How not to do a basement extension

http://www.standard.co.uk/news/london/couples-house-cracks-in-half-before-collapsing-because-of-botched-basement-dig-10109942.html
Part quote:
"Mr Goldswain, 40, and Miss Hale, 39, were extending the property in Finchley in November 2012, a year after buying it. But the builders failed to support the structure correctly and two months into the work it began to crack.
Disaster struck on November 24 when the gaps began to widen following a storm. Miss Hale said: “The day it all happened was like something out of a disaster movie. It was like an earthquake had hit. You could see the cracks widening by the second and the house splitting apart.”
The couple had seen half-centimetre cracks in the brickwork and called their builders, AIMS Plumbing & Heating Limited, who came round to inspect.
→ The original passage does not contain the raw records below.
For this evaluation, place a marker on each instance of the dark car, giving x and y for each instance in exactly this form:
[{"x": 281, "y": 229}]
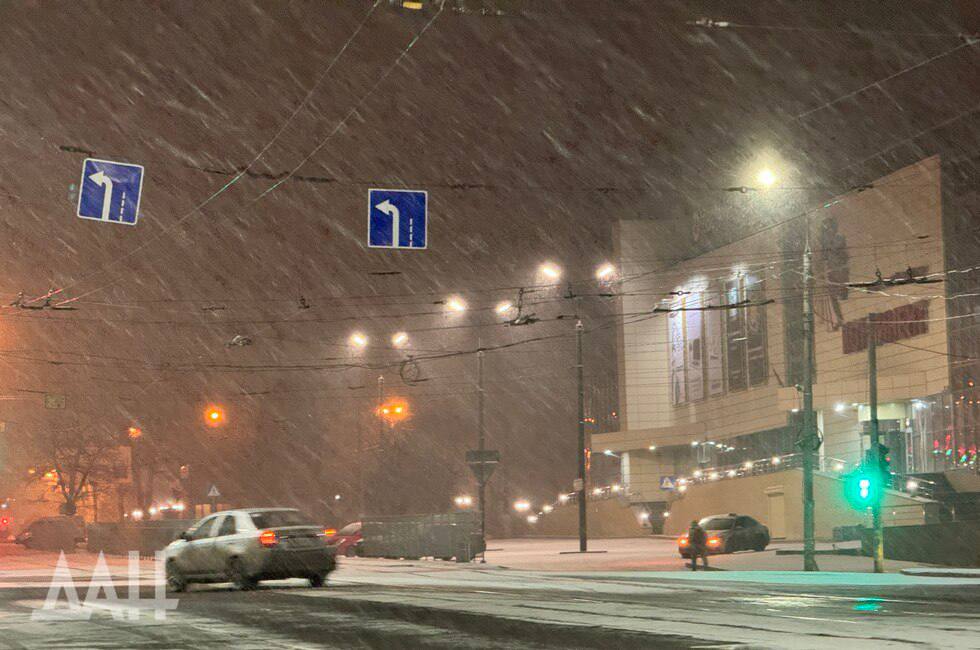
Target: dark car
[
  {"x": 246, "y": 546},
  {"x": 60, "y": 532},
  {"x": 347, "y": 540},
  {"x": 729, "y": 533}
]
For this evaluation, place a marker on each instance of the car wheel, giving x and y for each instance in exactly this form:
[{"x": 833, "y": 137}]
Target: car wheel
[
  {"x": 236, "y": 574},
  {"x": 317, "y": 580},
  {"x": 176, "y": 581}
]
She said the builder had “looked a bit worried” and put up some scaffolding between their property and the adjoining house. Shortly afterwards their upstairs neighbour told them cracks were widening in the walls."
I feel sorry for them - I do.
But I wonder how anyone could get into this position. The obvious mistakes seem to include:
1) Using a firm called "blah Plumbing and Heating" to do a seriously difficult structural modification.
2) Not makign sure there was liability and indemnity insurance in place and that it was current.
3) Was building control involved?
4) Because the BCO would likely have asked for a structural engineers report and calculations.
5) I'm going to assume the family's home insurance was voided because of irregularities with 1-4 - but if they'd phoned them in advance, the insurers would probably have made them check clerical safeguards were in place (like 2,3 and 4).
I don't trust random builders to do a doorway right without being watched like a hawk (personal experience). Certainly if I undertook work like this, I'd have the structural engineer engaged to manage the structural elements of the work and to inspect them himself.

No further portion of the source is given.